Uber Technologies sold its Southeast Asian business to bigger regional rival Grab in March in exchange for a 27.5 percent stake in the Singapore-based firm.
While the combined S$13 million ($9.5 million) fine was small compared with the firms' multi-billion dollar valuations, that and the other measures imposed by the Competition and Consumer Commission of Singapore on Monday represent the strongest censure by a regulator since the deal was unveiled.
The anti-trust watchdog said it would require that Grab drivers not be tied to Grab exclusively and that Grab's exclusivity arrangements with any taxi fleets be removed.
Uber will also be required to sell its car rental business to any rival that makes a reasonable offer and will not be allowed to sell those vehicles to Grab without the watchdog's permission.

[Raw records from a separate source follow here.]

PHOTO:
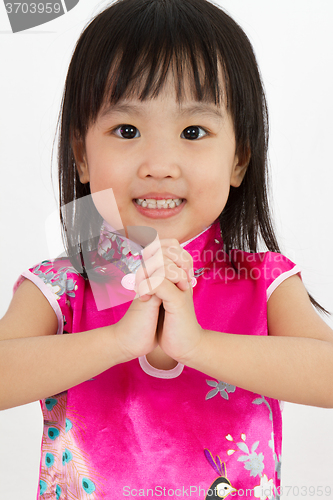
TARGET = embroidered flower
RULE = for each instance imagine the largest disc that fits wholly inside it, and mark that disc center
(265, 489)
(58, 282)
(254, 462)
(277, 460)
(261, 400)
(219, 387)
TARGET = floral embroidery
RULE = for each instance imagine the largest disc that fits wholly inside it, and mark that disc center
(219, 387)
(261, 400)
(277, 460)
(265, 489)
(58, 281)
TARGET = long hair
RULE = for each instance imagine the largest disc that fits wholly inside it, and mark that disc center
(128, 50)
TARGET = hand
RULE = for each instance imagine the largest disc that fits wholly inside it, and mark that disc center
(136, 331)
(166, 274)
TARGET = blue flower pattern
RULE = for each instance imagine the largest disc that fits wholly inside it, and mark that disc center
(219, 387)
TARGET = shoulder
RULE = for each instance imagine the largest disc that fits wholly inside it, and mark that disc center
(270, 268)
(59, 282)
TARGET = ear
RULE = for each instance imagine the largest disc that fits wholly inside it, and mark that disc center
(241, 163)
(80, 159)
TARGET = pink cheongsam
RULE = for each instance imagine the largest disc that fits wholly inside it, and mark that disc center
(135, 430)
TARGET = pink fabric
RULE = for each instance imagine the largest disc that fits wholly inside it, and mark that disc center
(138, 431)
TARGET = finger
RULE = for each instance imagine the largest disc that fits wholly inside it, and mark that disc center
(172, 249)
(167, 292)
(182, 259)
(168, 270)
(173, 274)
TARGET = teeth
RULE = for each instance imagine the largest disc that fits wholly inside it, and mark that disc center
(151, 203)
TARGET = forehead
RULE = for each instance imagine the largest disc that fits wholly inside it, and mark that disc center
(177, 90)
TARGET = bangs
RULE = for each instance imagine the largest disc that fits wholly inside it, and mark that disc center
(135, 46)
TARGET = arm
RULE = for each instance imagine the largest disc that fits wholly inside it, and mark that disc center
(293, 363)
(35, 363)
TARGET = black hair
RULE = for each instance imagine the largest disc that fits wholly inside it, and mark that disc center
(129, 49)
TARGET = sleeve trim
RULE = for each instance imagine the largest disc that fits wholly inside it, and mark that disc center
(48, 294)
(295, 270)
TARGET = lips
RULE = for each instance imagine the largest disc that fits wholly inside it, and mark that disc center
(158, 196)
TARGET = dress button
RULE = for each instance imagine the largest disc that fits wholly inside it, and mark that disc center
(128, 281)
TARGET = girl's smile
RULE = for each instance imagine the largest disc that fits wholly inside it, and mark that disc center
(157, 149)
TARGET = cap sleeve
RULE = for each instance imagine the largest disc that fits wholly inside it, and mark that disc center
(57, 280)
(277, 269)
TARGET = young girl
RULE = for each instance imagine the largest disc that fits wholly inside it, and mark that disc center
(175, 392)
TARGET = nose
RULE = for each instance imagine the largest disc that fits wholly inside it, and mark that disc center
(159, 159)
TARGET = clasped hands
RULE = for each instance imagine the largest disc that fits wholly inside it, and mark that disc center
(163, 279)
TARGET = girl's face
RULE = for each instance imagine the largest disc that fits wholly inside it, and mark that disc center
(160, 148)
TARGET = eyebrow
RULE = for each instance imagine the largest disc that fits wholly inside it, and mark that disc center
(193, 109)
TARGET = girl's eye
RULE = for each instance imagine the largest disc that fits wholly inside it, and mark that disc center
(127, 132)
(193, 132)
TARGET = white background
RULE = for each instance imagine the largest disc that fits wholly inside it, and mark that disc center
(293, 41)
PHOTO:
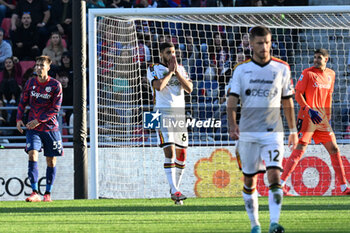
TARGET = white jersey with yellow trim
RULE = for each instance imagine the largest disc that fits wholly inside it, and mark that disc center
(260, 89)
(172, 96)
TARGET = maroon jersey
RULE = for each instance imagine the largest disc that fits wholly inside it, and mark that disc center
(44, 100)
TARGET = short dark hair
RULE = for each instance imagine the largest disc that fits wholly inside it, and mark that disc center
(322, 51)
(259, 31)
(166, 45)
(44, 58)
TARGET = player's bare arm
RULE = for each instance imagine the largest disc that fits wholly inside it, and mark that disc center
(160, 84)
(19, 126)
(288, 108)
(32, 124)
(231, 117)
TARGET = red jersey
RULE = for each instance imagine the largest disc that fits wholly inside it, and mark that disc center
(317, 86)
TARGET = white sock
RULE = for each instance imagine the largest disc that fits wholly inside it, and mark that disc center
(252, 207)
(275, 204)
(180, 168)
(169, 168)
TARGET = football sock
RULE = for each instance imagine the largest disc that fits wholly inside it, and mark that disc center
(282, 182)
(33, 174)
(50, 178)
(275, 202)
(250, 197)
(169, 168)
(291, 163)
(180, 167)
(338, 167)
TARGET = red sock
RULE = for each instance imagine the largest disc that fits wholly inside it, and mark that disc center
(292, 162)
(338, 168)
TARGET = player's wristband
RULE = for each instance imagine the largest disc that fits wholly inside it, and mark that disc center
(292, 131)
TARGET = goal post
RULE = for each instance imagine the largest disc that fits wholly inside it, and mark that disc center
(124, 159)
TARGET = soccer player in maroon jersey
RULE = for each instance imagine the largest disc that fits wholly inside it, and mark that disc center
(44, 96)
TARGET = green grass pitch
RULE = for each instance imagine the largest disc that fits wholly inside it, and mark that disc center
(299, 215)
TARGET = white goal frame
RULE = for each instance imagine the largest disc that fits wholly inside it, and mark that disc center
(92, 42)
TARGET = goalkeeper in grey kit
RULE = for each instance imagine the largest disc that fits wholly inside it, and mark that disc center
(169, 80)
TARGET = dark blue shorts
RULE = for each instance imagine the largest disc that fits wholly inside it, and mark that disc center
(50, 141)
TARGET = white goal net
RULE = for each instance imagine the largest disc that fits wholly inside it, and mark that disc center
(125, 160)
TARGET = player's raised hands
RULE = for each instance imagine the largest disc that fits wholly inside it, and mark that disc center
(19, 126)
(172, 64)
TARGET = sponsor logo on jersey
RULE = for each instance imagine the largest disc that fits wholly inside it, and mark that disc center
(40, 95)
(261, 92)
(322, 85)
(261, 81)
(173, 82)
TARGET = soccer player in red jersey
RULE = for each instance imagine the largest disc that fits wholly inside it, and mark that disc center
(314, 95)
(44, 96)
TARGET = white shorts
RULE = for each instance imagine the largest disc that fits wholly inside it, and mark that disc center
(252, 155)
(173, 133)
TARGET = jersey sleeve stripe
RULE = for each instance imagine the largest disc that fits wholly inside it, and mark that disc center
(287, 97)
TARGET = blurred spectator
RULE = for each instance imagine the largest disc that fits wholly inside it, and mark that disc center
(207, 3)
(61, 18)
(5, 49)
(6, 8)
(95, 4)
(10, 89)
(67, 66)
(55, 48)
(119, 4)
(25, 39)
(67, 92)
(12, 70)
(40, 13)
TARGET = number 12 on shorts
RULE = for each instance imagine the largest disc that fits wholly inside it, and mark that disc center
(273, 155)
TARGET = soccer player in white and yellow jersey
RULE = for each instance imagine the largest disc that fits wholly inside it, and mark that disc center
(169, 80)
(261, 83)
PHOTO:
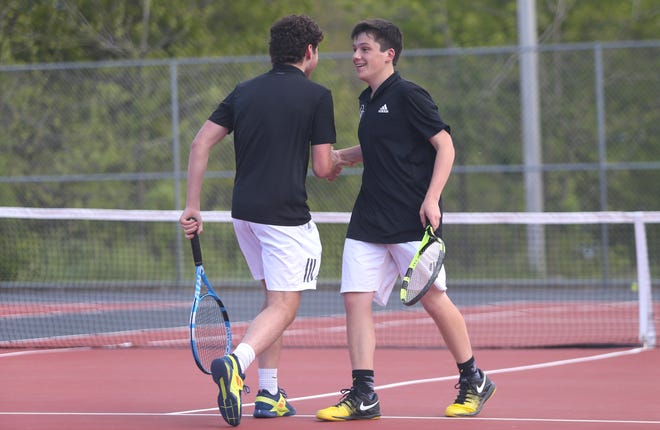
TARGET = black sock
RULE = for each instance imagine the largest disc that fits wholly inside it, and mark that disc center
(469, 369)
(363, 380)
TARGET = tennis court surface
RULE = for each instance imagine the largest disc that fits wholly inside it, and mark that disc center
(161, 388)
(94, 326)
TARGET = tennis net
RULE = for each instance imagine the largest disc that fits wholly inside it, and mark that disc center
(95, 277)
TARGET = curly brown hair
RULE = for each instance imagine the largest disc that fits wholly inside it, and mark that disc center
(290, 36)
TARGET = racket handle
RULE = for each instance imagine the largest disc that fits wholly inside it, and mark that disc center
(197, 249)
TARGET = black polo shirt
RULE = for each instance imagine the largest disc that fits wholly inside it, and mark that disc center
(275, 117)
(395, 127)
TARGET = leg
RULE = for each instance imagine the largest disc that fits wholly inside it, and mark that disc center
(357, 403)
(360, 330)
(450, 322)
(265, 332)
(474, 390)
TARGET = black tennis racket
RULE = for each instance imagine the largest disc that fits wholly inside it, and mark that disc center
(210, 330)
(424, 268)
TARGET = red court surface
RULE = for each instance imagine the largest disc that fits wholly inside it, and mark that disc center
(161, 388)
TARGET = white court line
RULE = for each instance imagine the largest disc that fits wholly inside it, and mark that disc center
(42, 351)
(200, 412)
(388, 417)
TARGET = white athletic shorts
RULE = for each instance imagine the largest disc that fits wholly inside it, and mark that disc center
(286, 257)
(376, 267)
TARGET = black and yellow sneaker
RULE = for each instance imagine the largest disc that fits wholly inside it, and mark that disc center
(268, 405)
(353, 405)
(227, 375)
(472, 394)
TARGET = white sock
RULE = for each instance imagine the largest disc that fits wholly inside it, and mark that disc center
(268, 380)
(245, 355)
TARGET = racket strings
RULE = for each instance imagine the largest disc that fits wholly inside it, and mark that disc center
(424, 270)
(210, 332)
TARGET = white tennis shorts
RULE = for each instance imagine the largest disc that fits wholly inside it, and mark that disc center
(376, 267)
(286, 257)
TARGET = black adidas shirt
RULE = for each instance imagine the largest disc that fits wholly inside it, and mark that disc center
(275, 117)
(394, 132)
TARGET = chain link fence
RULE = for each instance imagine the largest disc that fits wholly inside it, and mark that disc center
(117, 134)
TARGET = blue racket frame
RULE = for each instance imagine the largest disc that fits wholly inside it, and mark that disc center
(201, 278)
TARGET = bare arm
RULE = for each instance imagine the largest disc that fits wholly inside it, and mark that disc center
(349, 156)
(323, 163)
(444, 160)
(207, 136)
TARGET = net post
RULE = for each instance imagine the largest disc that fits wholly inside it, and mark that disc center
(646, 325)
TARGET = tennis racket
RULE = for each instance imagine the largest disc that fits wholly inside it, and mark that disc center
(210, 330)
(423, 269)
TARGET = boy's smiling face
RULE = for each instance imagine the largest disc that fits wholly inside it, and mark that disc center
(371, 65)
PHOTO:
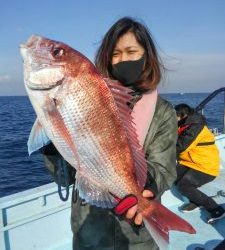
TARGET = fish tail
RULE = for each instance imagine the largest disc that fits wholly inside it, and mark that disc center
(159, 221)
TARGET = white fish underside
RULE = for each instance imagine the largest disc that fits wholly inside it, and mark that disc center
(95, 175)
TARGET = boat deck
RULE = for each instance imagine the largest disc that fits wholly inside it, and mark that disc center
(207, 236)
(31, 215)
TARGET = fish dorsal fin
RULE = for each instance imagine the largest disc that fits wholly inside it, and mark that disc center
(122, 97)
(37, 138)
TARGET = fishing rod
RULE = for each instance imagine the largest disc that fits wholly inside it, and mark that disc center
(202, 104)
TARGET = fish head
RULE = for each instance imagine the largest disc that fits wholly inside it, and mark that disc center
(47, 62)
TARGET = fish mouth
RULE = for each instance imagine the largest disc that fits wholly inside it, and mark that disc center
(39, 87)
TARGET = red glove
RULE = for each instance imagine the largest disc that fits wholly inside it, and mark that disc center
(124, 204)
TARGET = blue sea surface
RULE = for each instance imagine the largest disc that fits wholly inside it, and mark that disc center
(19, 171)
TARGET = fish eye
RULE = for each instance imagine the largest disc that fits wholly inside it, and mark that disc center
(58, 52)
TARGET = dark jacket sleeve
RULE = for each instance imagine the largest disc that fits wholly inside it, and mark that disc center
(55, 164)
(196, 123)
(160, 146)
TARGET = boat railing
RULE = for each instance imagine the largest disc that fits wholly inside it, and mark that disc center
(201, 106)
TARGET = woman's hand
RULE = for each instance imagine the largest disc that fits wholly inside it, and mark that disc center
(131, 213)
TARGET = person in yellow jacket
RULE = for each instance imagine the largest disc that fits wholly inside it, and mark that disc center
(197, 161)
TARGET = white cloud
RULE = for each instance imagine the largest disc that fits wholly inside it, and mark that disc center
(194, 73)
(4, 78)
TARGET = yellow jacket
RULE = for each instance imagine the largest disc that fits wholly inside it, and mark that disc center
(202, 154)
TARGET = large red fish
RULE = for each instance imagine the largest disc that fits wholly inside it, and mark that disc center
(89, 122)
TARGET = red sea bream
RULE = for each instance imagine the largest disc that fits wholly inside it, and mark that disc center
(88, 120)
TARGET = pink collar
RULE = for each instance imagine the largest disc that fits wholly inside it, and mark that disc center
(143, 112)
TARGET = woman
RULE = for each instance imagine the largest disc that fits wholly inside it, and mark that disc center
(128, 54)
(198, 161)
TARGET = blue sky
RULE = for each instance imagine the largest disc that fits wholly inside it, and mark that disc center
(190, 36)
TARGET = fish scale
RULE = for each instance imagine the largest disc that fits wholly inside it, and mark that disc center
(87, 119)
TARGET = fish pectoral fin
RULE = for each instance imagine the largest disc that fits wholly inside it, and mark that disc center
(93, 193)
(122, 96)
(37, 138)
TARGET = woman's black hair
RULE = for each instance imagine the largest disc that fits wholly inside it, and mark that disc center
(152, 71)
(183, 110)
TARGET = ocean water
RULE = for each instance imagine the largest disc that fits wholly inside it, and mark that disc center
(19, 171)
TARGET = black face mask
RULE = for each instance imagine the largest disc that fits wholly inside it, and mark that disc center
(182, 121)
(128, 72)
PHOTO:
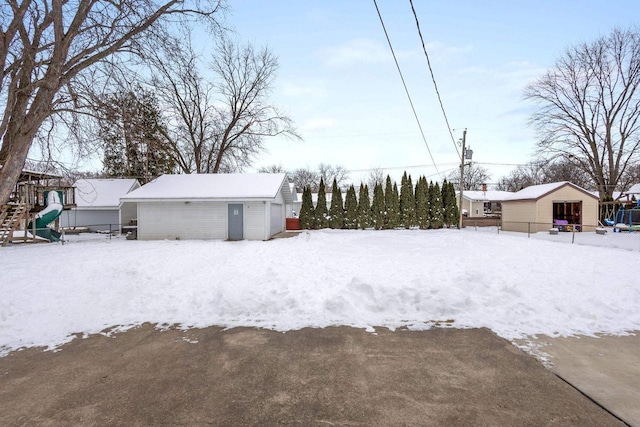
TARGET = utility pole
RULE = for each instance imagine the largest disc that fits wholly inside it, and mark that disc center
(462, 159)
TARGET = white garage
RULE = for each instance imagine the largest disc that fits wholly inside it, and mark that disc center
(211, 206)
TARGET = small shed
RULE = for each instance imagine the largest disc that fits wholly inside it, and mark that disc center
(97, 204)
(212, 206)
(541, 207)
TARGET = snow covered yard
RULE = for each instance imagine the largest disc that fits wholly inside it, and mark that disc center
(511, 284)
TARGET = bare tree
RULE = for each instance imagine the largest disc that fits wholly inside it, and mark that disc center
(630, 177)
(273, 169)
(542, 172)
(589, 107)
(45, 44)
(376, 176)
(474, 176)
(329, 172)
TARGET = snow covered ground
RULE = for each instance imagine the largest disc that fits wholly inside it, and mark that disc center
(514, 285)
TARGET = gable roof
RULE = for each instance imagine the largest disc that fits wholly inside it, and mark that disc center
(102, 193)
(536, 192)
(488, 196)
(231, 186)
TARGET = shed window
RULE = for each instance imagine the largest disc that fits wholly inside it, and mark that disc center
(568, 211)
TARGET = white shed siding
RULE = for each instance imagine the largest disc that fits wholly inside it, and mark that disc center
(184, 220)
(94, 219)
(255, 226)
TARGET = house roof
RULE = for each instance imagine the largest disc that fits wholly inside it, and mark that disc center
(233, 186)
(488, 196)
(102, 193)
(536, 192)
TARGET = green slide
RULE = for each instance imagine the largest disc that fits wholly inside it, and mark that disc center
(46, 216)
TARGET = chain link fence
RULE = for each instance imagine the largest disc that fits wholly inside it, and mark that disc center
(569, 233)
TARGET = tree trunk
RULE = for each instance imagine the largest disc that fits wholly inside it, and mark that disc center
(15, 148)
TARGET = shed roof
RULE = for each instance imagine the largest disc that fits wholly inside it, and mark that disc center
(488, 196)
(536, 192)
(232, 186)
(102, 193)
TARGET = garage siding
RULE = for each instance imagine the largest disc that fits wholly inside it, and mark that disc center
(94, 219)
(183, 220)
(590, 207)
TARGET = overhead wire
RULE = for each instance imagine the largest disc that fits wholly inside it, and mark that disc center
(435, 85)
(405, 86)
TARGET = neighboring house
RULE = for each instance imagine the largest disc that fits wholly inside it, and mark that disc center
(540, 207)
(314, 200)
(480, 203)
(293, 209)
(97, 204)
(211, 206)
(633, 192)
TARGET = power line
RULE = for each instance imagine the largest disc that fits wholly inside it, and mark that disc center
(415, 15)
(405, 86)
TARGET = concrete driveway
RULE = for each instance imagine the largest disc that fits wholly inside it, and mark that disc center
(605, 368)
(311, 377)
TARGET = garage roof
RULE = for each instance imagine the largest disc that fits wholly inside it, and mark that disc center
(536, 192)
(233, 186)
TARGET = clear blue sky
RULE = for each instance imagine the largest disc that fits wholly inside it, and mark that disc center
(338, 82)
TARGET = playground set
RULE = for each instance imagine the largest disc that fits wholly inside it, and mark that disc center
(626, 219)
(32, 213)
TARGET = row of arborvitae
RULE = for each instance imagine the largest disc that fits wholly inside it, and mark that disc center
(424, 206)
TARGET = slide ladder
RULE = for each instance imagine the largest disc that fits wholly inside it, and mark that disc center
(10, 218)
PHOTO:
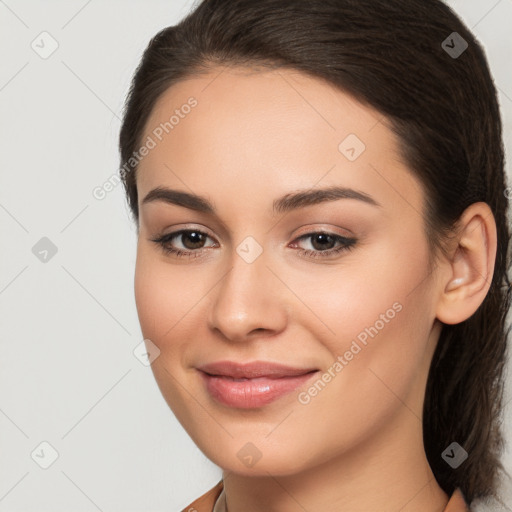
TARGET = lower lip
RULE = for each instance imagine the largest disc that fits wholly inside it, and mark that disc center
(251, 393)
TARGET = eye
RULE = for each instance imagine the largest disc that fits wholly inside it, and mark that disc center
(324, 244)
(191, 240)
(192, 243)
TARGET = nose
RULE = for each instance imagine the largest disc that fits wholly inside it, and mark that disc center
(249, 302)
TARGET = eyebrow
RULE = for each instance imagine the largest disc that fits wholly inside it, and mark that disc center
(286, 203)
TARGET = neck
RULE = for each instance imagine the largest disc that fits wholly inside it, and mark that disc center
(387, 473)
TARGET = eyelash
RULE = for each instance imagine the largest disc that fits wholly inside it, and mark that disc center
(347, 244)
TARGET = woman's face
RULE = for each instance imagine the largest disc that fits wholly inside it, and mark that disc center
(261, 281)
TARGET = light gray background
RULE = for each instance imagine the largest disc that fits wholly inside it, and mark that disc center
(68, 375)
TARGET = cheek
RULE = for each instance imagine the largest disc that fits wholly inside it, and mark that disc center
(165, 295)
(376, 313)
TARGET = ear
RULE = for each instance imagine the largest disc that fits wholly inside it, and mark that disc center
(467, 272)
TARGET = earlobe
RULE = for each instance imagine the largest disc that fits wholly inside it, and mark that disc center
(470, 267)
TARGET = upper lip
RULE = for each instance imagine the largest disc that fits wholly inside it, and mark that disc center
(252, 370)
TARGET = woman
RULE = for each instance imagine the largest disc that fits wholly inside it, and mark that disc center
(319, 193)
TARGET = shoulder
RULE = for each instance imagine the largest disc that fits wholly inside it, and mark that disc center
(205, 502)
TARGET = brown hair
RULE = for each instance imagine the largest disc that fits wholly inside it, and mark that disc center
(388, 54)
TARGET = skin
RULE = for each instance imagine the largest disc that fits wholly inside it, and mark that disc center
(253, 137)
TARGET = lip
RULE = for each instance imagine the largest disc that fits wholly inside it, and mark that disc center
(251, 385)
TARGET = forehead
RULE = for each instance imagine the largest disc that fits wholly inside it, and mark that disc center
(267, 131)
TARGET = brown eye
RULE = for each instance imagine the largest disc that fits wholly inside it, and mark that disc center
(193, 239)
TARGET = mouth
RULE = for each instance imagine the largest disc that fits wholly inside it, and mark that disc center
(252, 385)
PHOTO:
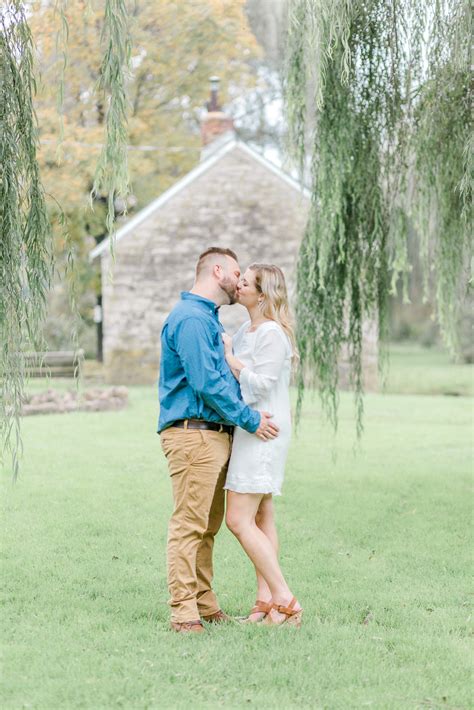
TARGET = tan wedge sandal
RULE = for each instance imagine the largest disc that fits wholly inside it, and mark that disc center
(260, 606)
(292, 616)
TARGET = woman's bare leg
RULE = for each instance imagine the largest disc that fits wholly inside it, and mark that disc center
(241, 520)
(266, 522)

Fining Uber S$6.6 million and Grab S$6.4 million, the regulator said effective fares on Grab rose 10 to 15 percent after the deal, and that the firm now holds a Singapore market share of around 80 percent.
Uber said it believed the decision was based on an "inappropriately narrow definition of the market" and would consider appealing.
Grab said it completed the deal within its legal rights, and did not intentionally or negligently breach competition laws. It would abide by remedies set out by the regulator, it added.
The watchdog said it would suspend the measures on an interim basis if a Grab rival was able to garner over 30 percent of total rides in the ride-hailing services market in a month.
It would remove the measures if a rival attained 30 percent or more of total rides matched in the market for six consecutive months.
Uber and Grab have a month to appeal the Singapore regulator's decision.